Per un Rom, la casa è un concetto nuovo, ben lontano da ciò che invece rappresenta per noi popoli stanziali: una casa equivale alla nostra automobile, più è grande e bella e luccicante e accessoriata, più si lascia intendere quanto il proprietario sia proporzionatamente ricco. Così Buzescu ha case più o meno sfarzose, più o meno imponenti, e tutte riportano sui tetti, rigorosamente rivestiti in zinco, grandi placche di rame con inciso il nome della famiglia intestataria della costruzione.
Gli interni sono molto curati nei dettagli ed ogni elemento decorativo, come marmi, stucchi, ori, mobilio, cristalli, porcellane, lampadari, è stato importato dall'estero senza badare a spese. La moltitudine di stanze non viene sfruttata, l'importante è averle, non arredarle, non viverle, l'importante è ostentare. Di fatto molte famiglie vivono principalmente in un paio di ambienti della casa, tra cui la cucina, lasciando il resto della casa vuoto e disadorno. Alcune famiglie dormono addirittura con la tenda nel giardino.



 



 



 



Durante la mia breve passeggiata avevo constatato la presenza di diversi operai rumeni al lavoro nei vari cantieri edili, intenti a costruire nuove case. Il disegno architettonico è opera degli zingari, mentre la costruzione vera e propria è relegata ai rumeni, che i Rom considerano inferiori. Dopo un'ora circa della mia presenza sul luogo, avvertii che era giunta l'ora di andar via, così come mi fece capire la gente senza troppe parole.



Tornato in Italia la mostra fu allestita in tempo, ma l'esperienza mi aveva comunque lasciato dentro un senso di incompiuto, tanto che l'anno seguente decisi di tornare. Questa volta però cercai un contatto che mi permettesse di entrare a Buzescu con maggiore tranquillità.
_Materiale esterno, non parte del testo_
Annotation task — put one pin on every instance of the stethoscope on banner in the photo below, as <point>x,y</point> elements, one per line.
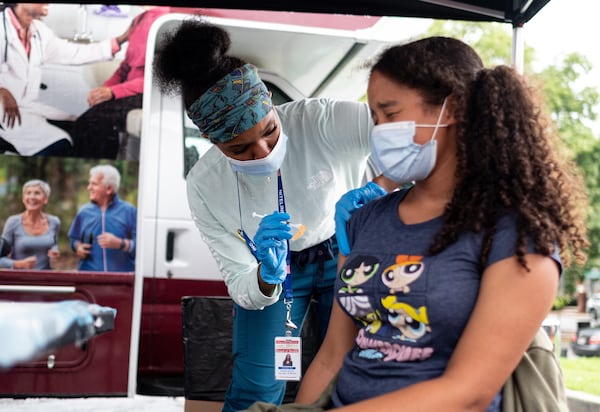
<point>4,64</point>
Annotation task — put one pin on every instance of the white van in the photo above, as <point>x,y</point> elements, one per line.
<point>144,352</point>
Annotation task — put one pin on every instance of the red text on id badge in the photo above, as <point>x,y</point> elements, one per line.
<point>288,358</point>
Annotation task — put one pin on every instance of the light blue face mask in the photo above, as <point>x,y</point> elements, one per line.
<point>264,166</point>
<point>395,153</point>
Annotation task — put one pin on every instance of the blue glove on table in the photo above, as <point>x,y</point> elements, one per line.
<point>271,246</point>
<point>348,204</point>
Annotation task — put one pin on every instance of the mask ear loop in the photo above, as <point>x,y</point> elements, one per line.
<point>437,125</point>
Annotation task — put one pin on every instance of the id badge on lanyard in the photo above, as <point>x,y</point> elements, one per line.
<point>288,348</point>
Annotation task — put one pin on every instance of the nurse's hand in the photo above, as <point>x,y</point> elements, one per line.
<point>348,204</point>
<point>271,247</point>
<point>99,95</point>
<point>11,108</point>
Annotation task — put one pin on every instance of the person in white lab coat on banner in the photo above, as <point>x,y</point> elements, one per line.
<point>26,43</point>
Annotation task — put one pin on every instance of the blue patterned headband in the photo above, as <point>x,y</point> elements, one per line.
<point>232,105</point>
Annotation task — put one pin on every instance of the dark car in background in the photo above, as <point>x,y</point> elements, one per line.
<point>586,341</point>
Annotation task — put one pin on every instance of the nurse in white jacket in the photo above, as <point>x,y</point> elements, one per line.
<point>26,43</point>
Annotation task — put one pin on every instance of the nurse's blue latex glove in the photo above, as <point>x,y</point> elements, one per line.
<point>271,246</point>
<point>348,204</point>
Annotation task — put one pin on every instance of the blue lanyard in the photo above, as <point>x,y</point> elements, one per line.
<point>288,293</point>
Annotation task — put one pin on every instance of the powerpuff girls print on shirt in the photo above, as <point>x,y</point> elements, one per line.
<point>410,307</point>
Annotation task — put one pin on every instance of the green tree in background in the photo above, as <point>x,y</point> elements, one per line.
<point>571,106</point>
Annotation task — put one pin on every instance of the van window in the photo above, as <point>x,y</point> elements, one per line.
<point>195,145</point>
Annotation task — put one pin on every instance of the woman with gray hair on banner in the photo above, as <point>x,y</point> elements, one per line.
<point>263,197</point>
<point>33,234</point>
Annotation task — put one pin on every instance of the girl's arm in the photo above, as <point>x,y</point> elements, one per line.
<point>326,364</point>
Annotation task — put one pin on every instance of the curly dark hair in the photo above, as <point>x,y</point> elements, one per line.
<point>192,57</point>
<point>508,154</point>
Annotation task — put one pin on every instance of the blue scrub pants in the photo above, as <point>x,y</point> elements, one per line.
<point>254,332</point>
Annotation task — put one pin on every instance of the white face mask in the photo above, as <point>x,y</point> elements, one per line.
<point>264,166</point>
<point>395,153</point>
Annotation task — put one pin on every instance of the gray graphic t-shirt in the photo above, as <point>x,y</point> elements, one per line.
<point>411,308</point>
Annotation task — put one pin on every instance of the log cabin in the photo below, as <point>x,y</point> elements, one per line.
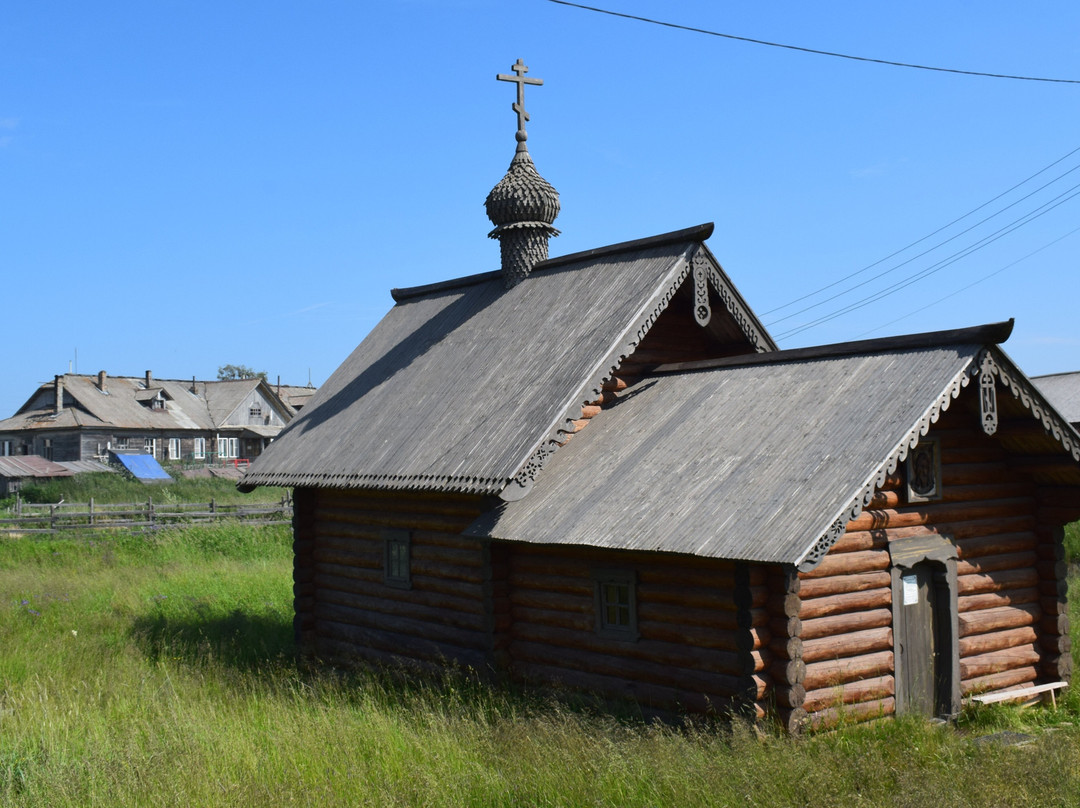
<point>599,470</point>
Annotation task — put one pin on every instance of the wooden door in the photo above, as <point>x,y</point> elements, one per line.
<point>917,662</point>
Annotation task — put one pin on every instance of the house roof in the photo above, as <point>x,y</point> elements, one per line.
<point>1063,390</point>
<point>464,385</point>
<point>758,458</point>
<point>31,466</point>
<point>125,404</point>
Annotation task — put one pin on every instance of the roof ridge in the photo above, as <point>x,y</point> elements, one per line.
<point>989,334</point>
<point>698,232</point>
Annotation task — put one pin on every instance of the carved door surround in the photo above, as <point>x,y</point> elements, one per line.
<point>925,624</point>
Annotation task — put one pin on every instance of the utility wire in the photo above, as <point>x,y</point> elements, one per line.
<point>810,50</point>
<point>1015,225</point>
<point>970,285</point>
<point>918,241</point>
<point>930,250</point>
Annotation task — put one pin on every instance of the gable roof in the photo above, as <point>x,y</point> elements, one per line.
<point>31,466</point>
<point>464,385</point>
<point>125,404</point>
<point>1063,390</point>
<point>759,458</point>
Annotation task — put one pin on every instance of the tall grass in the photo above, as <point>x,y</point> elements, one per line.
<point>161,670</point>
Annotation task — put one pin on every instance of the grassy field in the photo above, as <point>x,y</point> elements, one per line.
<point>160,671</point>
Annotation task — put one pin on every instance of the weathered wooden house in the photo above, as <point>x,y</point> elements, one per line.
<point>599,470</point>
<point>1063,391</point>
<point>78,417</point>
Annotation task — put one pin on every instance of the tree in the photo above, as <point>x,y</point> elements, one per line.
<point>226,373</point>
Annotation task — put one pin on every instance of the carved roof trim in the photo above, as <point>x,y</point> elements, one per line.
<point>1010,377</point>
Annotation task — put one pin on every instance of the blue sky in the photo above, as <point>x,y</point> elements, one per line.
<point>185,185</point>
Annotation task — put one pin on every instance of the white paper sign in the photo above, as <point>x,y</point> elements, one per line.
<point>910,590</point>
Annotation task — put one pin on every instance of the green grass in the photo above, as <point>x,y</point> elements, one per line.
<point>108,487</point>
<point>161,671</point>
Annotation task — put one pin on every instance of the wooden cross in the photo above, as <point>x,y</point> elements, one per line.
<point>520,70</point>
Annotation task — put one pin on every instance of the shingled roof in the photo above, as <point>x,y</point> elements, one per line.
<point>757,458</point>
<point>464,385</point>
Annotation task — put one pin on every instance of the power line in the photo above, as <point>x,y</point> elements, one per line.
<point>811,50</point>
<point>1015,225</point>
<point>919,241</point>
<point>930,250</point>
<point>970,285</point>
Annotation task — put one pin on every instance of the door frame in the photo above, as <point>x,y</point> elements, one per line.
<point>940,551</point>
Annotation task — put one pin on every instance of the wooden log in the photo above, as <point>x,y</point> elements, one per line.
<point>995,641</point>
<point>653,696</point>
<point>642,671</point>
<point>972,584</point>
<point>994,563</point>
<point>998,543</point>
<point>847,645</point>
<point>1054,623</point>
<point>853,692</point>
<point>786,647</point>
<point>844,623</point>
<point>831,673</point>
<point>632,656</point>
<point>787,672</point>
<point>790,696</point>
<point>791,627</point>
<point>998,661</point>
<point>838,604</point>
<point>866,561</point>
<point>995,682</point>
<point>844,583</point>
<point>859,540</point>
<point>1055,644</point>
<point>1006,617</point>
<point>1001,597</point>
<point>1053,604</point>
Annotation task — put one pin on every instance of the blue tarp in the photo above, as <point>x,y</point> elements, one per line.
<point>144,467</point>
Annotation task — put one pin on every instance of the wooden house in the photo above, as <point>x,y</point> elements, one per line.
<point>78,417</point>
<point>598,470</point>
<point>1063,390</point>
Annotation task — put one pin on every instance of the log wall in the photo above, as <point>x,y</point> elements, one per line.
<point>345,609</point>
<point>1012,622</point>
<point>693,650</point>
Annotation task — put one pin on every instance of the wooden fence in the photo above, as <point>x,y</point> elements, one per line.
<point>50,519</point>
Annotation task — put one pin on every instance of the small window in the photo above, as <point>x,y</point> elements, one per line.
<point>397,563</point>
<point>616,604</point>
<point>925,471</point>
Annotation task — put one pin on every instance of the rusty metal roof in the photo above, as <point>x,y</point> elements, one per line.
<point>31,466</point>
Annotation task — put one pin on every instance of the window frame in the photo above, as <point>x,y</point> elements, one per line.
<point>621,579</point>
<point>396,567</point>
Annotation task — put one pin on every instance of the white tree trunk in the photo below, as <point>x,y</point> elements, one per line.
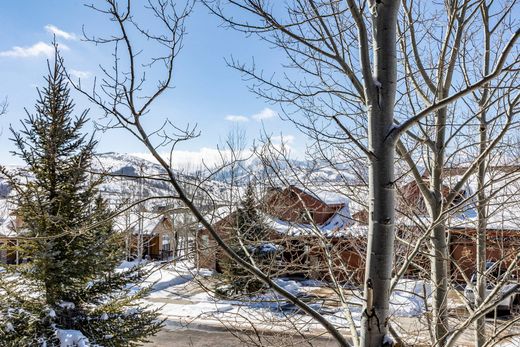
<point>380,251</point>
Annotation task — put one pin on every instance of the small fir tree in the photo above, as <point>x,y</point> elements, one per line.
<point>249,232</point>
<point>69,282</point>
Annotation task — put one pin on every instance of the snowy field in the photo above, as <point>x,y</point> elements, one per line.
<point>186,300</point>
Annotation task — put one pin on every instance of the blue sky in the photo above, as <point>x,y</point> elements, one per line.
<point>206,92</point>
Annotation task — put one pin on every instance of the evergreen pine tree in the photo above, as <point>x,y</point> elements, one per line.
<point>249,225</point>
<point>249,232</point>
<point>69,282</point>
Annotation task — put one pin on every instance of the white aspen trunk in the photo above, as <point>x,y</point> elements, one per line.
<point>380,251</point>
<point>480,324</point>
<point>439,245</point>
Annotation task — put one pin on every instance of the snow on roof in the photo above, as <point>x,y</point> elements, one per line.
<point>339,225</point>
<point>135,221</point>
<point>328,195</point>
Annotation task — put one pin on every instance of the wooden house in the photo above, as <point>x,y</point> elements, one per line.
<point>309,228</point>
Faticosamente ero riuscito a conoscere Radu, uno zingaro che vive in un campo nomadi italiano, in procinto di partire per la Bucarest, e con gli anziani del campo organizzammo il viaggio.
Un mese dopo ero nuovamente in Romania, ospite a casa di Radu e della sua famiglia e avevo ricontattato Florin, il quale in auto ci portò nuovamente a Buzescu. Riuscimmo ad entrare in altre case, a parlare con i proprietari, ci offrirono da bere e da mangiare, regalai loro tavolette di cioccolata al cappuccino. Tornammo ancora un paio di ore al giorno per i successivi tre giorni, non di più, perchè dopo poco tempo si avvertiva comunque l'insofferenza degli abitanti del villaggio.


Tornai in Italia più soddisfatto, ma con la certezza che Buzescu era un progetto ancora da terminare.